Survey of Some Invertebrates

In this lab you will observe some examples of the invertebrates, those animals that do not have a backbone. The hydras are in the phylum Cnidaria. The Dugesia are in the phylum Platyhelmenthes, the flatworms. The earthworm is in the phylum Annelida.

Materials:

• compound and dissecting microscopes
• slides and cover slips
• pipettes
• watch glass
• culture of living hydra
• Dugesia
• construction paper
• preserved earthworms
• dissection kits

Procedure:

1. Hydra
   1. With a pipette, pull up some of the material from the bottom of the culture dish. Then squeeze a coupe drops onto a clean slide and cover with a cover slip. Observe your hydra under the microscope and sketch one below.
2. Dugesia
   1. With a pipette, place a couple Dugesia on a clean watch glass. Observe under the dissecting microscope.

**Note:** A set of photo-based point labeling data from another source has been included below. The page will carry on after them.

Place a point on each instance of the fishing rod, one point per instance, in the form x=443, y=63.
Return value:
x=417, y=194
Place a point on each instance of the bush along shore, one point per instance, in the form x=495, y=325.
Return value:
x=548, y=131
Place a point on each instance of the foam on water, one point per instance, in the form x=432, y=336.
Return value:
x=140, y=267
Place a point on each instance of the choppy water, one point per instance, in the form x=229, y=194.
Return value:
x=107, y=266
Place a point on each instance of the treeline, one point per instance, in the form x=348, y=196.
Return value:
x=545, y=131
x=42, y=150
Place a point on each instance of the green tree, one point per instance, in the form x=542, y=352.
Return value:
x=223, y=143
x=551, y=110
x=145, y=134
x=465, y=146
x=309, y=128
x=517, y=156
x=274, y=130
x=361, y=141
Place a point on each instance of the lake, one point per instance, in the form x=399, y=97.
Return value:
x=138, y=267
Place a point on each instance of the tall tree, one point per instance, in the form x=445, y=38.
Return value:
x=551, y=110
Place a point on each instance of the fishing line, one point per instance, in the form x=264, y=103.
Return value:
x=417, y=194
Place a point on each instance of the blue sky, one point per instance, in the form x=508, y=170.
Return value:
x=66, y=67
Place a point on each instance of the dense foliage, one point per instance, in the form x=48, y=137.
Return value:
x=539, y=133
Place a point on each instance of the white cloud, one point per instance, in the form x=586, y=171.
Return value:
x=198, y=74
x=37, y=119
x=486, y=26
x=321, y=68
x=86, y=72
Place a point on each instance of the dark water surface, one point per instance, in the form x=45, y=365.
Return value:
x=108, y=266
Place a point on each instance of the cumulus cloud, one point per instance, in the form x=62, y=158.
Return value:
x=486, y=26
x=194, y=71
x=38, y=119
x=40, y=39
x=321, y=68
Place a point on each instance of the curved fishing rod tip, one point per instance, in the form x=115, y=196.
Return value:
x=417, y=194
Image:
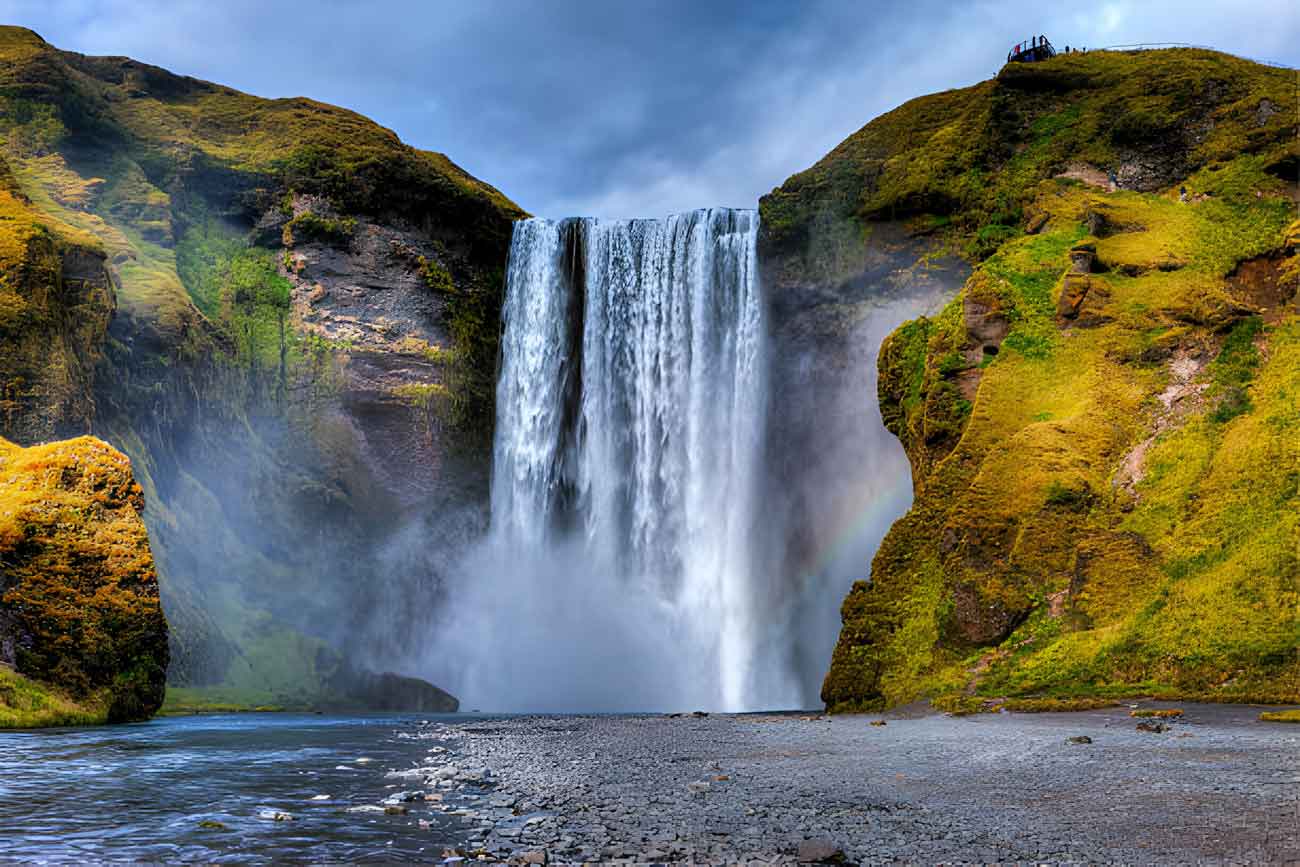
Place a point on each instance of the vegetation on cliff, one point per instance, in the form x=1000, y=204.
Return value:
x=1104, y=424
x=82, y=634
x=199, y=276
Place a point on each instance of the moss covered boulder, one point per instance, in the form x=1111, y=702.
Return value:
x=82, y=634
x=285, y=316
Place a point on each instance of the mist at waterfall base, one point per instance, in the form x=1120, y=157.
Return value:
x=640, y=554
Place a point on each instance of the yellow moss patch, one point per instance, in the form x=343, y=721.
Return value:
x=81, y=593
x=1184, y=585
x=26, y=703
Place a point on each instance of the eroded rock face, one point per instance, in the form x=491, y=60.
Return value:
x=79, y=607
x=52, y=332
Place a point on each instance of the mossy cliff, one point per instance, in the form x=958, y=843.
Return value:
x=82, y=634
x=1104, y=425
x=284, y=315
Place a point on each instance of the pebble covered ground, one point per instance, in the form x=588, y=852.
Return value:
x=1218, y=785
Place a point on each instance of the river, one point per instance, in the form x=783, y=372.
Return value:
x=142, y=792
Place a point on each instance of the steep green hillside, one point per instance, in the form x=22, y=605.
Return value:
x=285, y=316
x=1105, y=424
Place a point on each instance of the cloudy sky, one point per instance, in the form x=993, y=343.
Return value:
x=623, y=108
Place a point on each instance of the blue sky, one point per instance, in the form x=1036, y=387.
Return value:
x=625, y=108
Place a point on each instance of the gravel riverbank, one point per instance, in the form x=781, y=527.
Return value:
x=1217, y=787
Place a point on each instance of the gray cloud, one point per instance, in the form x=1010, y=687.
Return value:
x=624, y=108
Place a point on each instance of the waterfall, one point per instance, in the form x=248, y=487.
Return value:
x=625, y=468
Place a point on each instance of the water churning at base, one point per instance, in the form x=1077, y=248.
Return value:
x=625, y=471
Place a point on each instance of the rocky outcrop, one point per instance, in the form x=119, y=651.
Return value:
x=79, y=611
x=1100, y=425
x=299, y=363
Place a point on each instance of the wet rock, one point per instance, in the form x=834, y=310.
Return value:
x=276, y=815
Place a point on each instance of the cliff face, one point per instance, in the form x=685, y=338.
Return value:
x=299, y=364
x=1103, y=425
x=82, y=636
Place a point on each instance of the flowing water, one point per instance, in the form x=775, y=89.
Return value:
x=138, y=793
x=619, y=573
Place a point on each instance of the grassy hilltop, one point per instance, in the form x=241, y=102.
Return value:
x=1104, y=425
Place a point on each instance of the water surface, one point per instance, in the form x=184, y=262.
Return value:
x=141, y=792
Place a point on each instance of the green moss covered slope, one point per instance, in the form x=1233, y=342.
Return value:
x=1105, y=424
x=82, y=634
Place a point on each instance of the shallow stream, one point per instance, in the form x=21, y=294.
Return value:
x=142, y=792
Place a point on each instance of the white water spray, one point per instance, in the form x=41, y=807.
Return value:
x=620, y=572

Sketch below, labeling the eyespots, auricles, and gastrovascular cavity.
   2. With a dark piece of paper, cover half the watch glass. Do the Dugesia seem to prefer the shade or the light? Movement in response to light is called phytotaxis.
3. Earthworm
   1. Find the clitellum. What is its function?
   2. Touch the ventral side of the worm to feel the setae. What are their function?
   3. Lay the worm on the dissecting tray with the dorsal side up. Using the forceps and the scissors, carefully cut open the worm along a straight line from the clitellum to the mouth. Make sure to just cut the skin so you do not damage the internal organs. Sketch your worm below and label the following: aortic arches, crop, gizzard, pharynx, dorsal blood vessel, intestine, ventral nerve cord, and seminal vesicles.